Według zapisów ustawy będzie to „organizacja pozarządowa prowadząca społecznie użyteczną działalność na rzecz wzmocnienia bezpieczeństwa państwa oraz narodowych zdolności obronnych, z którą minister obrony narodowej zawarł partnerską umowę proobronną”. Ta ostatnia, wprowadzona na mocy decyzji MON-u z końca 2020 roku stała się nową formułą współpracy. Organizacje, które ją podpisują są zobligowane do angażowania się w przedsięwzięcia resortu związane z upowszechnianiem umiejętności ważnych dla bezpieczeństwa państwa oraz podnoszenia kwalifikacji swoich członków w celu np. szkolenia młodzieży klas mundurowych. – W zamian za to organizacje mogą liczyć na szkolenia z wykorzystaniem infrastruktury, sprzętu, kadry, mają również możliwość pozyskiwania pomieszczeń na tworzenie swoich siedzib na terenach podległych resortowi – mówi Marcin Korowaj.
W projekcie ustawy znalazł się także zapis mówiący o tym, że członkowie organizacji proobronnych w okresie do 12 miesięcy, liczonym od momentu zawarcia umowy lub uzyskania członkostwa w organizacji, będą kierowani na 28-dniowe szkolenie podstawowe, a po nim staną się żołnierzami aktywnej rezerwy. Marcin Korowaj zwraca jednak uwagę, że na etapie prac legislacyjnych przedstawiciele organizacji zgłosili do tej kwestii swoje uwagi. – Choć sam pomysł nie jest zły, bo przecież każdy z proobronnych jest zainteresowany wojskiem, bezpieczeństwem i obronnością, to jednak musimy założyć, że nie każdy obligatoryjnie chce zakładać mundur. Uważamy więc, że udział w szkoleniu podstawowym i złożenie przysięgi wojskowej, powinno być kierowane do ochotników – podkreśla prezes zarządu „Combat Alert”.

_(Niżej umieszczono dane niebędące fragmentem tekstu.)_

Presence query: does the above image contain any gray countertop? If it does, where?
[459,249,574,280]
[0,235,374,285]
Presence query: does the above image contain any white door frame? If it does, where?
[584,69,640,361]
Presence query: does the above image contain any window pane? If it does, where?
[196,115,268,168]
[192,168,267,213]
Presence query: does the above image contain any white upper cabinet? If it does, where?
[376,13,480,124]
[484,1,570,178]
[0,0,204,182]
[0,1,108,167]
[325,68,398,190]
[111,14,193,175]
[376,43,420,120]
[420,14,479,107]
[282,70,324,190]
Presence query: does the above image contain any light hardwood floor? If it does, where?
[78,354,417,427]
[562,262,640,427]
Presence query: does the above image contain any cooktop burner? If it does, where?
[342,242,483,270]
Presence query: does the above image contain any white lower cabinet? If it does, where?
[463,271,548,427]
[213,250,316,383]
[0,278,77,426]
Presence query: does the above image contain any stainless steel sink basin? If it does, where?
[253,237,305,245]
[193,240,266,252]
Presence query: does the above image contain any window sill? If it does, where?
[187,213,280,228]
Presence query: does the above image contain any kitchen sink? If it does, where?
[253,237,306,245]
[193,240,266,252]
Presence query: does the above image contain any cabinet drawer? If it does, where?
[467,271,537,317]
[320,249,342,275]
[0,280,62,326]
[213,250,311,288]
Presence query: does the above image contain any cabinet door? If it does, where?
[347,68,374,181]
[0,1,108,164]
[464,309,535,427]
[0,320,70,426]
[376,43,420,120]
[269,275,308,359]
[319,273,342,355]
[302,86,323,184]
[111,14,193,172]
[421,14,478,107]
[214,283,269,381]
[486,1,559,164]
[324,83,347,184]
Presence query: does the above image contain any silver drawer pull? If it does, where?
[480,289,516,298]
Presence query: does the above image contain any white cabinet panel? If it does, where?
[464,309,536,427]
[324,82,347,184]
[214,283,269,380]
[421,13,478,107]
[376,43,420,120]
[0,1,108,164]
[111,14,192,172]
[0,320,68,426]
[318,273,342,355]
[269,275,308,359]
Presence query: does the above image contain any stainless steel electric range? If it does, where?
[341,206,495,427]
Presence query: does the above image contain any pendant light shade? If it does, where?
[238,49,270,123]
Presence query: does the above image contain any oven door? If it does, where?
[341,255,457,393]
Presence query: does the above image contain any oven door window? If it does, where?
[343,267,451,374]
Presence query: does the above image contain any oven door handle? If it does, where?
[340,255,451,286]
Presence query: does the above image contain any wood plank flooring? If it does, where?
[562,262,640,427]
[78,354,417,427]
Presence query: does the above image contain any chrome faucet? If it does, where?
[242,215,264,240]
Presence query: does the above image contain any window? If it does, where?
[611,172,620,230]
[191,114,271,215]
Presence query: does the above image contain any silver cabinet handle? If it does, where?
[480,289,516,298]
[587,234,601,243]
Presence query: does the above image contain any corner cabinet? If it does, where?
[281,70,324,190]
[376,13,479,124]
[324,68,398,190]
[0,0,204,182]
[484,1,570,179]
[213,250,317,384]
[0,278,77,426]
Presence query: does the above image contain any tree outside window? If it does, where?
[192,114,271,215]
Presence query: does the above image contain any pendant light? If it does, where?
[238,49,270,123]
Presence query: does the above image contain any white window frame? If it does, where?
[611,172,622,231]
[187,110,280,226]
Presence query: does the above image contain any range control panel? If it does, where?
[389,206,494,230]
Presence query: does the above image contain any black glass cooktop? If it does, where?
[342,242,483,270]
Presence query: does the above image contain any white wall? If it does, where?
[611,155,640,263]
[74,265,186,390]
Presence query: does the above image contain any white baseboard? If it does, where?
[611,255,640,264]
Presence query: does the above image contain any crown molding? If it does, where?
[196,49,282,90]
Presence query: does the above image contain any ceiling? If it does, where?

W szczegółowych przepisach mają zostać określone m.in. wymogi dla organizacji, która chce zawrzeć umowę z MON-em, sposób jej weryfikacji, zakres wsparcia finansowego i rzeczowego, a także obszary szkoleniowe, w których proobronni mogą uzyskać uprawnienia do prowadzenia działalności instruktorskiej.